7.24.2007

Day 3: Big Fun, Big Learning, Big Keynote

The keynote speaker for the last day of the Symposium was Greg Trefry, game designer for Gamelab and organizer of the Come Out and Play festival. [And I thought I had a cool job!]

Greg talked about Big Games, games that take place in the real world, engage the public (sometimes innocent bystanders), and involve the players in a real life environment -- a street, a neighborhood, an entire city. [By the way, I really like this guy's slides...photos with bold words (is that Impact?), not a bullet point in sight! I'm hoping he links to the presentation soon from his website.]

Big games are a mix of:

  • Folk Games
  • Alternative Reality Games > mostly played on Internet; internet based scavenger hunt like I Love Bees
  • Social experiment > mass pillow fight in Toronto
The Big Game Canon (as of 3 years ago):
  • PacManhattan
  • Mogi-Mogi > cellphone game to collect different stuff
  • Big Urban Game (BUG) > involve entire city of Minneapolis. spectacle! introduced idea of big inflatable pieces
Other games from last year's Come Out festival:
Library content > think of locations, collections, spaces (specific depts, rooms), unique identifiers, tools (copiers, wifi, computers)

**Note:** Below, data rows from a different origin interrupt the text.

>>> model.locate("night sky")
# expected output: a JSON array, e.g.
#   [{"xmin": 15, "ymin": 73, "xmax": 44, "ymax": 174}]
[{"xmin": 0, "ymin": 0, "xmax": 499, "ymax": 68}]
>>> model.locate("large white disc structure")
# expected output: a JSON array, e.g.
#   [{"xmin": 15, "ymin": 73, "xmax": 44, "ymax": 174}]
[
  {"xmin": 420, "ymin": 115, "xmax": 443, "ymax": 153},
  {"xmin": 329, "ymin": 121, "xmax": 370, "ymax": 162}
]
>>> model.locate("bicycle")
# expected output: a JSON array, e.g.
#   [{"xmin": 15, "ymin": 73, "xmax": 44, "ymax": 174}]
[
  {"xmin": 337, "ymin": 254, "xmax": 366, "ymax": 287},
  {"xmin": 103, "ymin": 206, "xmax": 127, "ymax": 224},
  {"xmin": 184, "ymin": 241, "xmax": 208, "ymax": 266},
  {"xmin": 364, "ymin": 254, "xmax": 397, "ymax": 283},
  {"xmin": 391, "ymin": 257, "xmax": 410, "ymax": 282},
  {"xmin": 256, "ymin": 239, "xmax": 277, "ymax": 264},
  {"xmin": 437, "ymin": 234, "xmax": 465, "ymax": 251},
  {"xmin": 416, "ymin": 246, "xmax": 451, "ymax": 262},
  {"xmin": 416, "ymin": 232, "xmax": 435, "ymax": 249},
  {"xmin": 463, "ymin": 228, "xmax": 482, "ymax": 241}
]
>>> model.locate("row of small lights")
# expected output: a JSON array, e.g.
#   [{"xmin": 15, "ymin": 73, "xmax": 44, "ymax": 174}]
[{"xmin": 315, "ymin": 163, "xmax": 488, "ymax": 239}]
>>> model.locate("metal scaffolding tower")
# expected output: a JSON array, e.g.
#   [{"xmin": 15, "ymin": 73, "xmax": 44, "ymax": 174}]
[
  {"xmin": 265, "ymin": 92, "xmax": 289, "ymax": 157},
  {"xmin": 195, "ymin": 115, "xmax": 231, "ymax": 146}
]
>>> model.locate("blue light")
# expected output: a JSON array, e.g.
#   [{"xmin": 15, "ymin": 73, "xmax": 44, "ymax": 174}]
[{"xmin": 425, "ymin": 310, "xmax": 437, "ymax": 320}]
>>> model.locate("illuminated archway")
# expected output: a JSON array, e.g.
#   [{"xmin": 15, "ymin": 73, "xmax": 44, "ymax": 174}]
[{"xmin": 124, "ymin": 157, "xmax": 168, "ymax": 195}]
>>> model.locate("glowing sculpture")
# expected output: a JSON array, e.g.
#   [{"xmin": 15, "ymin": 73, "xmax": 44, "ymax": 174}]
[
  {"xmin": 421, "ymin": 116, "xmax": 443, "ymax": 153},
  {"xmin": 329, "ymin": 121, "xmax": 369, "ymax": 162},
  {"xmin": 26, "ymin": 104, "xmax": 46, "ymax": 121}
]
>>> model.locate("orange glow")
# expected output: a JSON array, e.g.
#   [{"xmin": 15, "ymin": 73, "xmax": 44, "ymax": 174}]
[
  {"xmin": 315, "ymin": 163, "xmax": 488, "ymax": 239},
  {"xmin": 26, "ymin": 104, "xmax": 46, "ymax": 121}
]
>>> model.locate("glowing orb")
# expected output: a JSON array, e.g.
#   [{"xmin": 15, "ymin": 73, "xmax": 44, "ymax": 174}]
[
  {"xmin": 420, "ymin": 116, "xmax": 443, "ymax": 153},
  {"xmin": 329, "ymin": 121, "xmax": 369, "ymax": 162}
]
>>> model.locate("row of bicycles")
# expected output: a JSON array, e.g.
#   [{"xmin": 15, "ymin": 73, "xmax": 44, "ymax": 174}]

5 ideas for libraries: (sketched out)
  • Secret Agent scavenger hunt > secret meeting spots, avoiding detection, collecting codes, level up
  • Then/Now > citywide photo game using historical or digital collections, go collect a photo of how something looks now
  • Rent Control > real real estate game using fire maps or something, take rules from Monopoly
  • Babel > a code breaking game using library's foreign language collection (whoever deciphers the most in a certain amount of time wins)
  • Dewey's Demons > collect creatures, could be a web based game
Make activities out of everyday things. Look around you, give goals to normal activities, and playtest it because games never work the first time around.